Aug. 11 (Bloomberg) -- Philip Falcone’s LightSquared Inc., the bankrupt wireless company, is again the subject of competing plans over how to reorganize its business, with a potential hearing in October to confirm a final plan, a judge said.
U.S. Bankruptcy Judge Shelley Chapman said in Manhattan court today that she would consider a date around Oct. 20 to weigh arguments over how to reorganize the company, which previously narrowed three plans down to one, only to see it fail to win court approval.
Chapman said she may have to “pick between or among two or three confirmable plans” after Falcone’s investment firm, Harbinger Capital Partners LLC, filed a new plan today, four days after LightSquared filed its own.
Mast Capital Management LLC has said it may put forth its own proposal, which would split up the company and separately reorganize debt at the “Inc.” and “LP” divisions, which have different lenders and own different rights to wireless spectrum.
Last year, the company faced three competing plans, one from Mast and U.S. Bank NA to reorganize the Inc. assets; one from Fortress Investment Group LLC, JPMorgan Chase & Co. and Melody Capital Advisors LLC that would reorganize the company as a standalone business; and one backed by lenders to the LP unit that would sell those assets to a buyer owned by Dish Network Corp. Chairman Charles Ergen.
Ergen dropped his bid and the company went forward with the standalone plan, only to see it scuttled after a dispute broke out between LightSquared and Ergen over how his $1 billion in debt would be treated. Falcone left the board of LightSquared in June, amid negotiations to reach a new agreement.
Chapman said today that she would consider further mediation and would contact U.S. Bankruptcy Judge Robert Drain, who was assigned to mediate the earlier creditor dispute.
“People should keep talking to one another,” she said. “I don’t have a whole lot of hope. I’m willing to try just about anything to move things forward.”
Harbinger’s plan to reorganize the company, filed today, would rely on $460 million in financing to fund operations in bankruptcy, $360 million of which would be converted into exit financing. It would also entail $100 million in revolving exit financing, according to court papers.

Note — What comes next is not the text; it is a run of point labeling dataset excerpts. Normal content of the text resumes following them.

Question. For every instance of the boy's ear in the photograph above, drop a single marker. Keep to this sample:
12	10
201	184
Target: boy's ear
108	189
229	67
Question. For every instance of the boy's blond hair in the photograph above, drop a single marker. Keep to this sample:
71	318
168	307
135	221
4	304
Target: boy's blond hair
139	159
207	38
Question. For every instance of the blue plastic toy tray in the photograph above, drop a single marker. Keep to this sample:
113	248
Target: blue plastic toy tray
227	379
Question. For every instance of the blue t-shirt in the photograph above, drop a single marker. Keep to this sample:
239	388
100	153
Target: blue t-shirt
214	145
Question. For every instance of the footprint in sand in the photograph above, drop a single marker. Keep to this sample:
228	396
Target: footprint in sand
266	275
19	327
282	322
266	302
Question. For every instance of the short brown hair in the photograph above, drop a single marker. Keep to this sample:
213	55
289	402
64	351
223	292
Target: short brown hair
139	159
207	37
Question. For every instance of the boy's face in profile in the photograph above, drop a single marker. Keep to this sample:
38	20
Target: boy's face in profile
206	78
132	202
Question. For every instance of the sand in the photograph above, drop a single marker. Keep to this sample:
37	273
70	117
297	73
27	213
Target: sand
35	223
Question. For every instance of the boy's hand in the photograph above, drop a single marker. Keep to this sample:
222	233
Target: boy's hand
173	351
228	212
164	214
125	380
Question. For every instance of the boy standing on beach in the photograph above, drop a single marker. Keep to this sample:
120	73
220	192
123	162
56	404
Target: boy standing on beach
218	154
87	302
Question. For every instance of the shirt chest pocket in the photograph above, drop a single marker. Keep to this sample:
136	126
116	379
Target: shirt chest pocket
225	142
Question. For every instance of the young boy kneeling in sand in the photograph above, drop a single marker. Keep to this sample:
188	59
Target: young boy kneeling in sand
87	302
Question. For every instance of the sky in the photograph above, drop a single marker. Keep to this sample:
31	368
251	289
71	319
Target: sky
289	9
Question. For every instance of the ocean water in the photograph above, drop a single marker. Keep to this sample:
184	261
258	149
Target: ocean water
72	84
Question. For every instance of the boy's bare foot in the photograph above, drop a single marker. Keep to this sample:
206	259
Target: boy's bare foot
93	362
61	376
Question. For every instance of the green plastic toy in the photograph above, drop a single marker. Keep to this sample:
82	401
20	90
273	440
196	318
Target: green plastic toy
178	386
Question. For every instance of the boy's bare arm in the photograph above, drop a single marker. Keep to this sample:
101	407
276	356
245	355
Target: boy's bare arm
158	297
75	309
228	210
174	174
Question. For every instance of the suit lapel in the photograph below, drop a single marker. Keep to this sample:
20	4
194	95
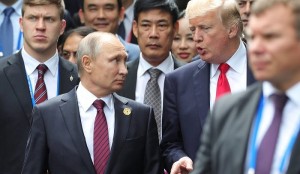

Separately today, a special committee of LightSquared’s board said it expected junior stakeholders, including Harbinger, to object to its plan, which it said offers the best recoveries by keeping the company’s two branches with its main wireless assets together.
“LightSquared and the special committee have given the junior stakeholders every possible opportunity to gain consensus and finance their own recovery. It simply has not happened,” lawyers for the special committee wrote.
Mast said in an Aug. 9 letter to Chapman that it won’t vote for LightSquared’s plan because of the way it treats Mast’s debt in the Inc. unit.
The Ergen-controlled fund that owns about $1 billion in the LP unit’s debt said in a letter to Chapman today that it doesn’t believe the company’s current plan can be confirmed.
During LightSquared’s attempt to negotiate a prior plan, Falcone accused Ergen of accumulating the debt in secret and trying to hijack the reorganization. Harbinger Capital fought to send Ergen to the back of the line of creditors to be repaid.
The investment fund sued Ergen and Englewood, Colorado-based Dish, accusing them of using “improper tactics” in trying to obtain LightSquared’s airwaves.
LightSquared, based in Reston, Virginia, sought bankruptcy protection in 2012 after the Federal Communications Commission blocked its service, saying it might interfere with global positioning system navigation equipment. LightSquared still hasn’t obtained U.S. regulatory approval to use its airwaves.
The case is In re LightSquared Inc., 12-bk-12080, U.S. Bankruptcy Court, Southern District of New York (Manhattan).